In the Wall Street Journal, “Gas-powered Vehicle Release Date,” on May 22, 2025 (printed), the journal editors insist on removing the California government’s mandate, which calls for a number that increases year by year in terms of car manufacturers’ sales. By 2026, that number should be 35%. In 2023, I wrote about why we stay away and why we don’t do it.
But along the way, the journal editor makes a basic price theory mistake. They write:
Automakers warn that quotas will force them to produce fewer gas vehicles. Prices will almost certainly rise to offset EV EV losses.
no. They are right about the impact on gasoline-powered cars on prices, but they are wrong about cash. Companies that maximize profits typically increase prices in one segment and do not offset losses in another segment. Reason: If you raise prices in that segment and you make a profit, they’re probably already doing that.

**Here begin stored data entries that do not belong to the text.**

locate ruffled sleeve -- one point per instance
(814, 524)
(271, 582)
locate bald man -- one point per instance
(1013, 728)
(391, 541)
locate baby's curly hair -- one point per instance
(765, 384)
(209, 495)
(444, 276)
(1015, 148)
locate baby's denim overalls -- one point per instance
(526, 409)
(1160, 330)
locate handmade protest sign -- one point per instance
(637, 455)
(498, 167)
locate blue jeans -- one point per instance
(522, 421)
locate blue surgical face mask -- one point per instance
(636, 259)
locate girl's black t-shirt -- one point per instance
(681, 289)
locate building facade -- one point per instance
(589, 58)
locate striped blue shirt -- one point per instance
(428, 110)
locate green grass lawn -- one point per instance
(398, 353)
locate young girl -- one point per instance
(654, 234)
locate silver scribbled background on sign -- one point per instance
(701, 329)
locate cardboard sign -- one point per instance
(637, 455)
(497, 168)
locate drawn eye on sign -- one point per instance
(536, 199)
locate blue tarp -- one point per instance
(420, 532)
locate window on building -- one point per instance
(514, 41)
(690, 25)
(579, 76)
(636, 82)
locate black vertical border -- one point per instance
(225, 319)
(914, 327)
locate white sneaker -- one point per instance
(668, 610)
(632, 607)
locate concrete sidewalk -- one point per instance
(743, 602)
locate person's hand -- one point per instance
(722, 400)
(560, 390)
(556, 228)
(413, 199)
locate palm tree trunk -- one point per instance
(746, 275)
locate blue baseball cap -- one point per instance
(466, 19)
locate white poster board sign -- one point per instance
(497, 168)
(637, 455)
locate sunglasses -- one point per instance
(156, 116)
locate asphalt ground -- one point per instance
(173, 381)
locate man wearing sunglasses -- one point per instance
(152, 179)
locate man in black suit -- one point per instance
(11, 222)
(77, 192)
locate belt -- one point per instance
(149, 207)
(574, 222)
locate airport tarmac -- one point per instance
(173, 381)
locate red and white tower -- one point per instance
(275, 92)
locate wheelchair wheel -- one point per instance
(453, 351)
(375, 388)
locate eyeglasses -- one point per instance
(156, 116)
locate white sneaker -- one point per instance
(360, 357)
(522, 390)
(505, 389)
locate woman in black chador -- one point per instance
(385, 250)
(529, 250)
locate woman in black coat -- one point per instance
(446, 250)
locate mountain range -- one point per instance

Nevertheless, they will raise the prices of gas-powered vehicles. The reason is that the don increases to offset the loss elsewhere. They are already at a profit-maximizing price, so increasing the price of gas-powered cars will reduce profits. So why do they raise them? To reduce salt. There are two ways to reach the penetration target. It’s about artificially reducing zero-emission vehicles, increasing the salt in those vehicles, artificially increasing the prices of gas-powered vehicles, and reducing the salt in those vehicles. They snatched the dock.
In 1985, I wrote about the effects of distortion on the mixing of cars sold while thinking about how auto companies would comply with corporate average fuel economy (CAFE) regulations. These regulations required that each company meet strict average fuel economy standards for all cars sold in a given model year. To achieve its goals, businesses had to sell more small cars and reduce the number of large cars. I thought I was more clear about the impact of prices than I did. In any case, the way to do so was to price the price of a high MPG vehicle below the profit-maximizing price, and to price the price of a low MPG vehicle above the profit-maximizing price. The same thing happens with zero-emission vehicles and gasoline-powered vehicles.
A little price theory can be very useful.